Reduce heat to LOW, cover and let cook, flipping the chicken and stirring every 10 minutes or so until done. 45 minutes to an hour.

This dish will provide a sauce for the rice. About twenty minutes before everything is done, and, after the rice is on its way, check to see if the moisture level needs to be reduced, which you can do by removing the lid and letting some fo the moisture escape while it continues to bubble.

Turn off the heat and let rest 5-10 minutes before serving, around the same time that the rice is resting in the end stages of its cooking.

Sprinkle the finished chicken with fresh chopped Coriander leaves.

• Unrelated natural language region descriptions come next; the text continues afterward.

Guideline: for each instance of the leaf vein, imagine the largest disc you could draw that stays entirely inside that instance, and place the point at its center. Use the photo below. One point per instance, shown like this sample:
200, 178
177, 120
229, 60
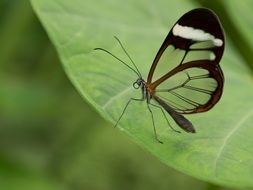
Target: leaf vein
229, 135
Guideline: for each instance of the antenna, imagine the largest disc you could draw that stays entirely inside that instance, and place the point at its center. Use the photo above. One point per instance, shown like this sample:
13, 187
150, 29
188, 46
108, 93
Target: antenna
127, 55
136, 70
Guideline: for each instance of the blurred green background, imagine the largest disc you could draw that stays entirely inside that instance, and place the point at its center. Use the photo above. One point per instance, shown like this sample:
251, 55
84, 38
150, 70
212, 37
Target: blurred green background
43, 143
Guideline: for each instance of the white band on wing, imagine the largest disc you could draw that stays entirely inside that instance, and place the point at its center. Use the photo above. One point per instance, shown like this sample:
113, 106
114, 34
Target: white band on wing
195, 34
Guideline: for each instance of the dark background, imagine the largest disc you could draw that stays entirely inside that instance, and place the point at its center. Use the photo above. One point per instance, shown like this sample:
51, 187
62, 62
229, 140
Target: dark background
49, 137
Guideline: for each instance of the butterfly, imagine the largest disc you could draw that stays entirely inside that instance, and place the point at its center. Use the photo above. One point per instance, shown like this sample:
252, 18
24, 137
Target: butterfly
194, 82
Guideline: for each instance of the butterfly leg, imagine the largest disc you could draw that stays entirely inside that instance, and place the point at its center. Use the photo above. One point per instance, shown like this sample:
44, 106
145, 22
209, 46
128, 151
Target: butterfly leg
129, 101
153, 122
156, 106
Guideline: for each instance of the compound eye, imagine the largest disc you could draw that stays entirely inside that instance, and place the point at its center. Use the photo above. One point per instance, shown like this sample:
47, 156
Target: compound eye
136, 85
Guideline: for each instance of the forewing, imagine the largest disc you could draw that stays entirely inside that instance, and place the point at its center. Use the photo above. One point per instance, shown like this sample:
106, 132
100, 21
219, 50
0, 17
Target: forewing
186, 72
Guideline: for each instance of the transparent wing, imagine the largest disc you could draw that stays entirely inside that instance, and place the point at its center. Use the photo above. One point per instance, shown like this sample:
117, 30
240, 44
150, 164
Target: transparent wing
186, 72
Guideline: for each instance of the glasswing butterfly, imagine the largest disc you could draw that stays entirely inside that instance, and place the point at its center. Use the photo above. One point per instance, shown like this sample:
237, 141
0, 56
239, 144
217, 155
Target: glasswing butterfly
194, 82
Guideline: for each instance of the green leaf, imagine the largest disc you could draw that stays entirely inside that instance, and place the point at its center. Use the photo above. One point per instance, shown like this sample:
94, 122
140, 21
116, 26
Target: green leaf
221, 150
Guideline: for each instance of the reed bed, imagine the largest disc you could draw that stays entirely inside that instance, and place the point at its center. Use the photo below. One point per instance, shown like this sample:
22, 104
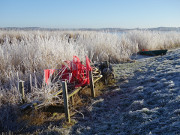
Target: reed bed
28, 53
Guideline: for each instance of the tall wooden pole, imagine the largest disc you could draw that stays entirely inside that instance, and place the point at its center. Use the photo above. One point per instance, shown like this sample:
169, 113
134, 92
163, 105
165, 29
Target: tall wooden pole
21, 90
65, 96
91, 84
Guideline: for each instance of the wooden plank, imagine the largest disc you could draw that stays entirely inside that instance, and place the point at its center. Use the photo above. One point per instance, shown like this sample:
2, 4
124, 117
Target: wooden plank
91, 84
66, 105
21, 90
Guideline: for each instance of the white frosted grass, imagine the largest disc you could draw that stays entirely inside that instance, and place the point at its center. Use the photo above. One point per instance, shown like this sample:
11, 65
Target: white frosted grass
30, 52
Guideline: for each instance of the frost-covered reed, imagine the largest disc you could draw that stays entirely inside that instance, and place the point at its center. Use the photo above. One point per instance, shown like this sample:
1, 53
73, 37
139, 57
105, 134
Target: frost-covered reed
25, 54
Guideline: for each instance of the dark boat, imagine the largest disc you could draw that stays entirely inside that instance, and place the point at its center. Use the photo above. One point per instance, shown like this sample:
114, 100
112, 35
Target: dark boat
153, 52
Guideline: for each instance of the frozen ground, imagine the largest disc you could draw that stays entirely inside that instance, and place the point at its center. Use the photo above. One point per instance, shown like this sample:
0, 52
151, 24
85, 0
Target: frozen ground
146, 102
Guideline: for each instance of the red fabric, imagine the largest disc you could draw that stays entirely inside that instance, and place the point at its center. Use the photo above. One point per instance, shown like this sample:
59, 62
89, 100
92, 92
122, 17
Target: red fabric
47, 74
72, 71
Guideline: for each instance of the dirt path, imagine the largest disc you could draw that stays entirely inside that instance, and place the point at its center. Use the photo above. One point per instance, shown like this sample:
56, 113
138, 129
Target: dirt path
146, 102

In a medium lidded pot, bring heat to MEDIUM LOW, add some oil and temper the spices (see list above), letting them bubble and become fragrant.

Add the onions and stir until tender and coated with spice

Add the drained chickpeas and add fresh water until the chickpeas are no more than 3/4 covered. Stir. Bring to boil. Cover. Reduce heat to LOW

Let this bubble happily for about twenty minutes, stirring occasionally.

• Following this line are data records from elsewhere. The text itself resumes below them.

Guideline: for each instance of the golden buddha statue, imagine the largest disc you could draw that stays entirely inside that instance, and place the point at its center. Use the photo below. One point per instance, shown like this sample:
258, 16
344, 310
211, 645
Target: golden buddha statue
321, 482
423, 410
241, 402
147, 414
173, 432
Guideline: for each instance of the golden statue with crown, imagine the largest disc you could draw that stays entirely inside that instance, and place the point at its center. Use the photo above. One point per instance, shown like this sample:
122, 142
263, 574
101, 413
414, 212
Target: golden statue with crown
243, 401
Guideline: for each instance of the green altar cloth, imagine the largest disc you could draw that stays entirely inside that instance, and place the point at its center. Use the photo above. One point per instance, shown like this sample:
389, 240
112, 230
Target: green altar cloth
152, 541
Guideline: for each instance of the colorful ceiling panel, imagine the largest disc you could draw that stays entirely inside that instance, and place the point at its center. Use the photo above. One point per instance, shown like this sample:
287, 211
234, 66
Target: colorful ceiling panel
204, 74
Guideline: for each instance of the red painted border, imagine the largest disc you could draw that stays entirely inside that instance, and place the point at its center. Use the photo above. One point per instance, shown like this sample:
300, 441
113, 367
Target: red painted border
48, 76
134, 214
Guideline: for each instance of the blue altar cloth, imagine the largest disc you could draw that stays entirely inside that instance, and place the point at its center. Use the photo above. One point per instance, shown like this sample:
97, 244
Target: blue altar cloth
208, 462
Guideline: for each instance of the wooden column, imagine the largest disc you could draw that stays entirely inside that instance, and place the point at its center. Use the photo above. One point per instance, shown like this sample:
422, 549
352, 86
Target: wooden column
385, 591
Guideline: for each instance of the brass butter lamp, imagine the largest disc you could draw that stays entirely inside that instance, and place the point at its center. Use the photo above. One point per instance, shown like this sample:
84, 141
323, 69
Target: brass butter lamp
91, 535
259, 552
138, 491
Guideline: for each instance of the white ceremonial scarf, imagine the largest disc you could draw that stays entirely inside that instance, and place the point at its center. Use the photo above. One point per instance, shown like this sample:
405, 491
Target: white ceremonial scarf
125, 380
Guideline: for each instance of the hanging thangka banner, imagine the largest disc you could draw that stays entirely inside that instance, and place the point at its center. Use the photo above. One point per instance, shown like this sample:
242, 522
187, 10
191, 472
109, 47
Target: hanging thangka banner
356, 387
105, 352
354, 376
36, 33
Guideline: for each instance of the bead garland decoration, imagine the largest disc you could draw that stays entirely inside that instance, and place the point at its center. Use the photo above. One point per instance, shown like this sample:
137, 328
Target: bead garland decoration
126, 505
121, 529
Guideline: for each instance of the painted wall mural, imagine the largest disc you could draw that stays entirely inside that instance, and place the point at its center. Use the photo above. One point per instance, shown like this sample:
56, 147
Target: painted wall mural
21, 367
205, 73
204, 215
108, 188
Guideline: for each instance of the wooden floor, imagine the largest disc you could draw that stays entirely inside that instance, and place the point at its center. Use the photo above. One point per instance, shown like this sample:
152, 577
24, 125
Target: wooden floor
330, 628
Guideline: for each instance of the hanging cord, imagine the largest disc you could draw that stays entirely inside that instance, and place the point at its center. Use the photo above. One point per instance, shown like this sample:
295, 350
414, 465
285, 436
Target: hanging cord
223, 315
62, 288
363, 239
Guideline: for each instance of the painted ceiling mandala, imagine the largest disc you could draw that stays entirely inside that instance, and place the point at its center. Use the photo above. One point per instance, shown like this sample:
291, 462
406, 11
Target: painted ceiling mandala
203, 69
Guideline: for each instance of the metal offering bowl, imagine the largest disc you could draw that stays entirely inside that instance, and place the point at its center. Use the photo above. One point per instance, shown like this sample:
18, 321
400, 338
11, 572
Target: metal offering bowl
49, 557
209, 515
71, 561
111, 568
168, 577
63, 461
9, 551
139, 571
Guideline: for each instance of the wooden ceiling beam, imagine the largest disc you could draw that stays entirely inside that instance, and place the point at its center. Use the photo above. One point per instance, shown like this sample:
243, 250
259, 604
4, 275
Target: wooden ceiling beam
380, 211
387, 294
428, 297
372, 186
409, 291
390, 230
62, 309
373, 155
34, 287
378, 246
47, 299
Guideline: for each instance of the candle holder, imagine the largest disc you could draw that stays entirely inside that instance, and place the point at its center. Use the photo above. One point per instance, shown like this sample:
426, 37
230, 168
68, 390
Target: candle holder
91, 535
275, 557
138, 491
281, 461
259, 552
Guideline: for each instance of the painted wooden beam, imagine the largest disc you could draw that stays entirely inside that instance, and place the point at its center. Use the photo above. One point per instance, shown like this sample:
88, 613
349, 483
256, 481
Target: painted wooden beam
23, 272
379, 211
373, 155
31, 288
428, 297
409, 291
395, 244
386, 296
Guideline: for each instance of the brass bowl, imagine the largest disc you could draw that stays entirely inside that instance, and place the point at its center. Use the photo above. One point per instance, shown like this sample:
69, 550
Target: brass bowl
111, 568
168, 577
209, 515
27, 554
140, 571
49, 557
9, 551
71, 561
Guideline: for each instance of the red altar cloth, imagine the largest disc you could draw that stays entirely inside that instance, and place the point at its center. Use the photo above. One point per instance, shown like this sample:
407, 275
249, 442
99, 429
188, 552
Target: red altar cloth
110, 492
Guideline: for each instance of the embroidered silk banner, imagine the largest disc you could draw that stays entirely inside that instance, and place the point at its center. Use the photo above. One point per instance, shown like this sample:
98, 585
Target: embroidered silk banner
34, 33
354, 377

After 20 minutes, use a fork to mash about half of the chickpeas to thicken the mixture, then add the tomatoes and lemon juice. Stir. Cover and let it continue merrily bubbling away.

Add salt and pepper to taste during the last 10-15 minutes. Stir, taste, adjust. Repeat as needed.

FRAGRANT RICE – make this LAST (the other two dishes should be ready at around the same time the rice is done)

Gently sauté (MED LOW) the garlic in oil. Add the butter. Add in the cardamon pods, the whole cloves, the bay leaf and the cinnamon stick. Stir. 

At this stage your rice should be rinsed (if required) and drained. Add the rice, salt and required amount of broth or fresh water, stir and cook according to the package instructions.

When the rice is done (again, according to instructions which probably includes sitting for 5 minutes or so off the heat but with lid still on) fluff the rice with a fork, remove the pods, cloves, cinnamon stick and bay leaf, then stir in the chopped chives/green onions.

To Serve

Some rice, some chicken with sauce and some chickpea curry.

A dollop of plain yogurt if it is too hot or to add some creaminess to the dish.

Naan, if you can get it fresh, for mopping up sauce.

To drink: A nice pale lager/Asian beer or a spicy white wine.